Isner had also told The New York Times Magazine at the time that Reed sought $15,000 from her campaign specifically — and questions about the legality of writing a check directly to Reed’s organization were already circulating then, too.

Reed has not responded publicly to Isner’s latest post.

Isner surfaced the check as part of a longer video in which she said she “generally preferred the role of party cheerleader” and hasn’t spoken much publicly about her relationship with Reed and ADP Chairman Randy Kelley — but that Alabama Democrats deserve to “understand why the party is the way it is” heading into 2026. I

It’s the latest chapter in a running feud: in 2023, Isner called an ADP executive committee meeting a “sham” after party leadership, at Reed’s direction, stripped voting power from the youth, LGBTQ and disabled caucuses. Kelley was separately reported to have told Isner to “be quiet, girl” during a contentious meeting that same year.

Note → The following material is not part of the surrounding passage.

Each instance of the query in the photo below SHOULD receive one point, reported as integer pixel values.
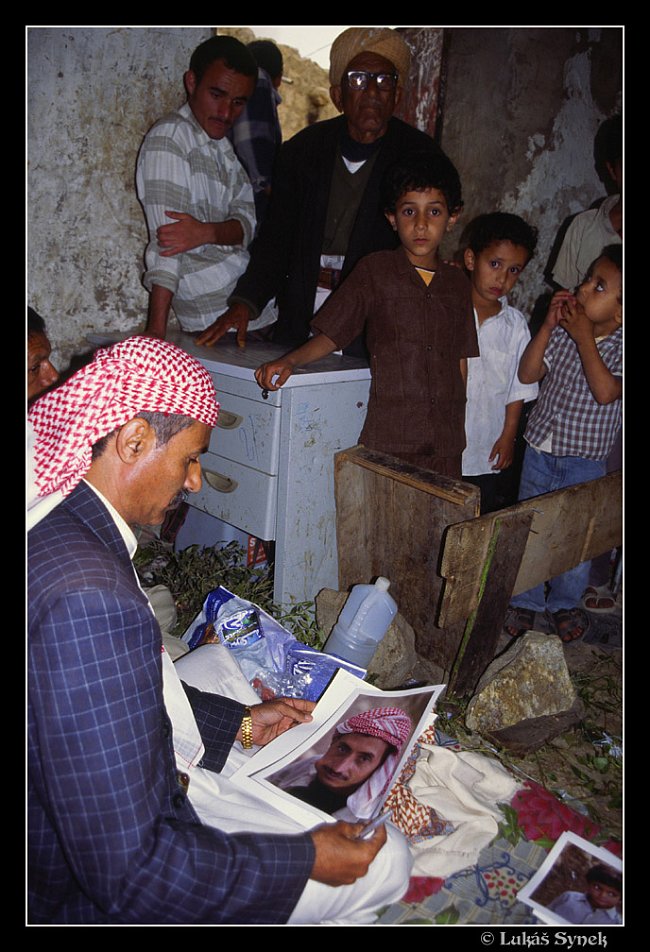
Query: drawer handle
(223, 484)
(228, 420)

RELATED: ‘Sham:’ State Dems eliminate LGBTQ, youth, disabled caucuses

Reed, who chairs the ADC and the party’s Minority Affairs Committee, has long been one of the most powerful — and most controversial — figures in Alabama Democratic politics, with a running list of clashes that also includes former U.S. Sen. Doug Jones. Jones has called for Reed and Kelley to “just retire,” accusing the pair of running the party as their own fiefdom.

Isner is currently the Democratic nominee in the 2026 race for State Senate District 26, one of the more competitive state Senate contests on the fall ballot following court-ordered redistricting. She’ll face Republican incumbent State Sen. Will Barfoot on November 3.

But an unreported $5,000 campaign check, made public by his own party’s sitting vice chair, is a different kind of allegation than a personality clash — and one that raises a straightforward question Reed has yet to answer publicly: what happened to the money.